Uncertainty quantification in automated valuation models with spatially weighted conformal prediction
Anders Hjort, Gudmund Horn Hermansen, Johan Pensar, Jonathan P. Williams
TL;DR
The paper tackles calibrated uncertainty quantification for automated valuation models (AVMs) in real estate, addressing spatial heterogeneity that challenges standard conformal prediction (CP). It proposes and evaluates spatially weighted CP variants, including Mondrian-style and local weighting, across multiple non-conformity measures (Standard, Normalized 1/2, and conformalized quantile regression, CQR). Through simulations and an Oslo housing dataset, the study shows that spatial weighting yields more uniformly calibrated coverage across regions, with CQR often delivering the most efficient and robust intervals, while local calibration helps when non-conformity scores miss spatial structure. The findings have practical implications for risk management and decision-making in real estate markets, offering actionable guidance on which CP variants to deploy under spatially varying uncertainty. All mathematical notation in the CP framework is formalized, including $C_{1-\alpha}$, $\hat{q}_{1-\alpha}$, and weighting schemes such as $w_i=\exp(-d_{i,N+1}^2/\eta)$.
Abstract
Non-parametric machine learning models, such as random forests and gradient boosted trees, are frequently used to estimate house prices due to their predictive accuracy, but a main drawback of such methods is their limited ability to quantify prediction uncertainty.

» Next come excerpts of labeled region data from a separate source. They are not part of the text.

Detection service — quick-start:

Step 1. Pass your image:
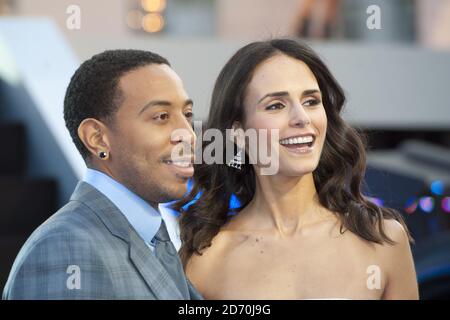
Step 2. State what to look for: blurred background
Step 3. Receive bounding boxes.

[0,0,450,299]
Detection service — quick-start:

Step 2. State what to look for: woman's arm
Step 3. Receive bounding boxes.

[382,220,419,300]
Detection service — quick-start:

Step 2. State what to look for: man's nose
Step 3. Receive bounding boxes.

[171,116,196,146]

Conformal prediction (CP) is a model-agnostic framework for constructing confidence sets around predictions of machine learning models with minimal assumptions. However, due to the spatial dependencies observed in house prices, direct application of CP leads to confidence sets that are not calibrated everywhere, i.e., the confidence sets will be too large in certain geographical regions and too small in others. We survey various approaches to adjust the CP confidence set to account for this and demonstrate their performance on a data set from the housing market in Oslo, Norway. Our findings indicate that calibrating the confidence sets on a spatially weighted version of the non-conformity scores makes the coverage more consistently calibrated across geographical regions. We also perform a simulation study on synthetically generated sale prices to empirically explore the performance of CP on housing market data under idealized conditions with known data-generating mechanisms.